A majority of voters in Georgia either didn’t check or only briefly glanced at paper ballots after they chose who to vote for during the 2020 election, according to a recently released study.
Under the election system produced by Dominion Voting Systems and used in Georgia for the first time statewide in 2020, voters log their choices on electronic machines. When they finish picking who they’re voting for, a printer attached to the machine prints out a paper ballot.
People take the ballots and insert them into a ballot tabulator.
Before doing so, voters can check the ballot for accuracy. If there’s something amiss, they can spoil their ballot and vote again.
Researchers with the University of Georgia’s School of Public & International Affairs sought to see how many voters would check their ballots during the presidential election and paid undergraduate and graduate students from the school to serve as field observers at various precincts to observe firsthand.
Students noted whether voters didn’t check the ballot at all, whether they briefly glanced at it (less than one second), whether they spent a short time reviewing it (one to five seconds), or whether they reviewed it for a long time (more than five seconds).
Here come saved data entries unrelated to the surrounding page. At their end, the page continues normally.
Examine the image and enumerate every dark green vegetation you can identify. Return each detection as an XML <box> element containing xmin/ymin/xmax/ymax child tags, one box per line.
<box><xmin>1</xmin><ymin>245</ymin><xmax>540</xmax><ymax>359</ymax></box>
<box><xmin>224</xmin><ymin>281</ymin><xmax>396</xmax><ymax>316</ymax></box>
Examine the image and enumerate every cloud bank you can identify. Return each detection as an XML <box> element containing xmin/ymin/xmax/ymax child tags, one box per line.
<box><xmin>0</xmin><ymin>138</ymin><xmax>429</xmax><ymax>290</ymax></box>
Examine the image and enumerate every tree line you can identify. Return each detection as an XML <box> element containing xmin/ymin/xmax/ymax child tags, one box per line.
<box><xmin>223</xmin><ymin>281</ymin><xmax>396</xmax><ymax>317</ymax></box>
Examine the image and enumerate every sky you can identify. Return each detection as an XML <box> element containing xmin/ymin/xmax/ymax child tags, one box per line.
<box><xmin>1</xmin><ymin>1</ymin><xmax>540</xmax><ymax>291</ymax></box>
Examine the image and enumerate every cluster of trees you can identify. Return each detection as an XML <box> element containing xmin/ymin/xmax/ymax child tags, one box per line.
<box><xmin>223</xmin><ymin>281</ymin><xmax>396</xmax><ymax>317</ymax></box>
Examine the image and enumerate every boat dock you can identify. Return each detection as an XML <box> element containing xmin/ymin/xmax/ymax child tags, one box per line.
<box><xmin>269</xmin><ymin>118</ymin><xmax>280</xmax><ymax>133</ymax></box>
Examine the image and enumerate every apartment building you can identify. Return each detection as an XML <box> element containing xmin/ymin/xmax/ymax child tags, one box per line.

The results, showing that most voters either didn’t check their ballot or only undertook a cursory examination that was deemed insufficient, indicates “room for improvement,” M.V. Hood III, a professor in the Department of Political Science at the University of Georgia who helped run the study, told The Epoch Times.
Ways to improve the rate at which voters check the paper ballots include training poll workers to remind them verbally to do so and having the workers hand out reminders.
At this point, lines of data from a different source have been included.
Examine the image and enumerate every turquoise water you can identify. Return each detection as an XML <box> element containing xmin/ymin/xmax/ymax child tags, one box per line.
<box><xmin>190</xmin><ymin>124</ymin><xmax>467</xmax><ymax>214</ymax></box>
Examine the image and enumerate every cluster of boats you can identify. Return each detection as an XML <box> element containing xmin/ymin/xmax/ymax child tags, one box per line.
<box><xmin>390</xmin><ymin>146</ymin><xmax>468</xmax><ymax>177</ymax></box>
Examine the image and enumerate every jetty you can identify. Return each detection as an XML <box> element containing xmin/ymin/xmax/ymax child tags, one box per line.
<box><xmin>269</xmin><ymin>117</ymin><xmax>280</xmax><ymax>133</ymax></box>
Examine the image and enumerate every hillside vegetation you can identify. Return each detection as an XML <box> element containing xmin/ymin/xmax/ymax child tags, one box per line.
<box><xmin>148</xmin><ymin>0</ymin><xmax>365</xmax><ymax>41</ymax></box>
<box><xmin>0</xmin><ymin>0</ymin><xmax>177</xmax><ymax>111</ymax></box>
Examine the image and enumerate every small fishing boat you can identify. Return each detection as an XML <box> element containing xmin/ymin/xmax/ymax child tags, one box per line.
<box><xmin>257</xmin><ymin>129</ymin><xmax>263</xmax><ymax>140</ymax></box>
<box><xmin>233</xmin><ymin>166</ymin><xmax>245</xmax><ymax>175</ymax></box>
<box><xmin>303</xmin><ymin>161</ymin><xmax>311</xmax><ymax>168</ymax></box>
Voters who were handed such reminders were 5.3 percent more likely to have checked their ballots compared to those who did not, according to an embedded experiment researchers did at several precincts.
The importance of checking one’s vote is that the paper ballot could, for various reasons, be different than the votes that had been entered on the machine.
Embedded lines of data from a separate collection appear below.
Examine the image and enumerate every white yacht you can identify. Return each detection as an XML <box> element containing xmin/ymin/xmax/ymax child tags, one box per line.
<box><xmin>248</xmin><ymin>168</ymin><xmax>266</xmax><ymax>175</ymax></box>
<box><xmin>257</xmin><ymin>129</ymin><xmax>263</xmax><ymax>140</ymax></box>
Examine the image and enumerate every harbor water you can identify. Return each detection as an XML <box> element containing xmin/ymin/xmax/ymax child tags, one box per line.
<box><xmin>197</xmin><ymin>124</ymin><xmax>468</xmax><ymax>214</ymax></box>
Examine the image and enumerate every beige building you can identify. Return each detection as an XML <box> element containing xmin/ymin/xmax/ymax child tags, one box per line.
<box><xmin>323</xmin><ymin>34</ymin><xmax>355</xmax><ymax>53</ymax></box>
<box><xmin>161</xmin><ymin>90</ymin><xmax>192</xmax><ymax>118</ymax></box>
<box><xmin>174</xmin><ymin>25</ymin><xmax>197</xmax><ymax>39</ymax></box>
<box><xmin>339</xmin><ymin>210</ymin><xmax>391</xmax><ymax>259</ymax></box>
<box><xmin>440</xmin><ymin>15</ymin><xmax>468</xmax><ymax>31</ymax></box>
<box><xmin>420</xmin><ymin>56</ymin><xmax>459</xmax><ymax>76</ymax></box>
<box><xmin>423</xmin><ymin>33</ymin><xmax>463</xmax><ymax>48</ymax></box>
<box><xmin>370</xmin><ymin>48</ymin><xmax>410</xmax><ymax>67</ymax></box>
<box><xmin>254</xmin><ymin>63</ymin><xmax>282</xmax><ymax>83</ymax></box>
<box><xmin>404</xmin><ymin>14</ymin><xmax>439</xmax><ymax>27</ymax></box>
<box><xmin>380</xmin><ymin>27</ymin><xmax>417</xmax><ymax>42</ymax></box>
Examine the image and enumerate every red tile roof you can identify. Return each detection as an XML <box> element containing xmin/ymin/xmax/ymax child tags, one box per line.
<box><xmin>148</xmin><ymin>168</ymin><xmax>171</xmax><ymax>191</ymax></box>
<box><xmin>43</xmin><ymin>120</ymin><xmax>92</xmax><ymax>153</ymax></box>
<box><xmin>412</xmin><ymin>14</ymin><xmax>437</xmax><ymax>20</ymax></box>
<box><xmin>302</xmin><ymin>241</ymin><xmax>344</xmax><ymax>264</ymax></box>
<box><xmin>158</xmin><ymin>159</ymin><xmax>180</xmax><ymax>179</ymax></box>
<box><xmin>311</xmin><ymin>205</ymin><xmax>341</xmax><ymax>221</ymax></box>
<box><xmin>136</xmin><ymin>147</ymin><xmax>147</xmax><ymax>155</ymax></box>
“It gives peace of mind with someone that the choices that they’ve made on the tabulator are correctly recorded on the ballot,” Hood said. “And those would be the choices that would be counted again under certain types of situations,” such as hand recounts.
Georgia was one of several swing states that went to Democrat Joe Biden in 2020, helping him defeat former President Donald Trump. The results remained the same after three recounts, and state officials have said no widespread fraud occurred. A group of voters, however, is seeking to look at absentee ballots counted in Fulton County, the state’s largest, last year. The group alleges that a troubling amount of fraud did take place.
Richard DeMillo, chairman of Georgia Tech’s School of Cybersecurity and Privacy, said the newly published research highlights the risk of the use of ballot marking devices.
DeMillo envisioned a scenario in which an adversary changed up to 10 percent of the ballots in a 1,000-voter precinct. Extrapolating from the study results, that would mean it would be almost certain that all of those ballots would be cast unnoticed, he said on Twitter.
“Half of the ballots are never checked at all. Half of the ones that are checked are mistakenly verified as valid. Seven percent of voters who notice cheating report it to a poll worker. At best, there will be a lone hacked ballot reported to a poll worker and not placed in the ballot box to be counted. But a single report of a changed ballot is not enough to shut down the voting (otherwise, adversaries could easily mount a denial of service attack), which means that the other 99 incorrect ballots will be counted along with all the other correct ballots,” he said.
Approximately 21 percent of registered voters in America live in areas that use ballot marking devices for all voters, according to Verified Voting. Another 9.7 percent live in areas that use direct-recording electronic systems, which also produce a paper record of votes.
The rest live in jurisdictions that use hand-marked paper ballots.
A grant from the Center for Election Innovation & Research funded the study on ballot checks. Researchers aren’t sure if they'll study the matter more in the future.
If similar studies are done in the future, the figures from the study will act as baseline numbers, Hood said.
Georgia Secretary of State Brad Raffensperger, a Republican whose office said he requested the research, told The Epoch Times via email that the study “shows voters do indeed review their ballots for accuracy before casting them, demonstrating once and for all that Georgia’s system of touchscreen ballot printing is both accurate and easy for voters to use.”
“Millions of voters checking the accuracy of their ballots is proof the votes that were counted were for the candidates the voters intended,” he said.